In the 1990s, ‘Ley’ lines became an issue in Tasmania. The then Forestry Commission scheduled several areas for harvesting in the Reedy Marsh area, not far from Deloraine in northern Tasmania. Environmental activists nominated these areas for the Register of the National Estate, stating a significant ‘Ley’ line existed in those forests to support their efforts to stop timber harvesting. The Australian Heritage Commission sought advice from many parties when assessing this nomination. The overwhelming opinion was that the original submission was fanciful and it was dismissed.[3]

There are physical lines in Australia and none are more spectacular than the Dingo Fence. It stretches over 5,614 kilometres from Queensland to South Australia. It is one of the longest structures in the world – three times as long as the Great Wall of China.

Are there other lines, real or imaginary, that are equally as significant?

[1] MacArthur was forced to give up the Philippines to the Japanese and retreated to Australia. He set up his base in Brisbane. This act alone added fuel to the fire that northern Australia above Brisbane would be sacrificed, if necessary, to defend the rest of the country.

[2] Under subsequent management, that financial hurdle was removed as the priority turned to find areas to plant to meet Managed Investment Schemes requirements.

[3] Thanks to colleague Andrew Wye for alerting me to this little-known history of using ‘Ley’ lines for a novel purpose.

5 thoughts on “Lines in the sand”

  1. Another great post Robert.

    Here’s one to add to your catalogue of ‘lines’. My favourite is desire lines (aka a desire path). They are far from imaginary and once a landscape architect had pointed one out to me I couldn’t stop seeing them. They have been the source of scientific study.

    A desire line is the shortcut taken by people when the constructed path is not direct. It can show itself as a trampled and worn strip in the lawn, sometimes reducing it to bare earth.

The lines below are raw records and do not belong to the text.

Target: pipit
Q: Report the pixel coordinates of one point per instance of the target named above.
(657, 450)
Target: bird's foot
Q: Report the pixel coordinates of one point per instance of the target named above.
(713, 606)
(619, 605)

    They have been cited as a metaphor for the wisdom of crowds. In some landscape projects the building of formal pathways is delayed until the architects can see the development of desire lines, ensuring that when the paths are built they are in the best location.

    Cheers, Ian

  2. That part about the Line of Capricorn is very interesting, never realised the significance of these ‘lines’ before, thankyou.

  3. My father served in WW2 in Army transport across the north of Australia and later in PNG. He didn’t like to talk much about his service but I do remember very distinctly his reaction to a television news report in the early 1990s (he died in 1995) in which the government denied that there had ever been a plan to withdraw from the northern part of Australia to south of the Brisbane Line.

    He stood up from the dining table and yelled at the top of his voice “You bloody liars! I was up there transporting fuel to secret dumps so that they could get as much of the equipment and forces south in a hurry.” The government may not have “officially” approved it but it seems the Army was preparing for it.

    By the way, nice to meet you at the Residency Museum today.


      Hi Heather.

      Likewise, I enjoyed our little chat today. The museum is wonderful and credit to all involved in the small town of York. Keep an eye out for my Travel blog on the sandalwood industry and a Forestry blog on the wheatbelt.

      Re the Brisbane Line. I often wondered as I researched for my blog what the truth was. I have a healthy scepticism of government and their increasing invasion into our lives these days and I think there is more to the story as your father pointed out.

      I have an upcoming blog on the sinking of HMAS Sydney, and I am appalled that there was no official inquiry immediately after the war. 635 families deserved better a lot of family and friends went to their grave without knowing details of their loved one’s fate. This has fostered a lot of conspiracy theories to speculate on why it sank.

      Thankfully, we have a better idea of what actually happened now they have found the remains on the seabed.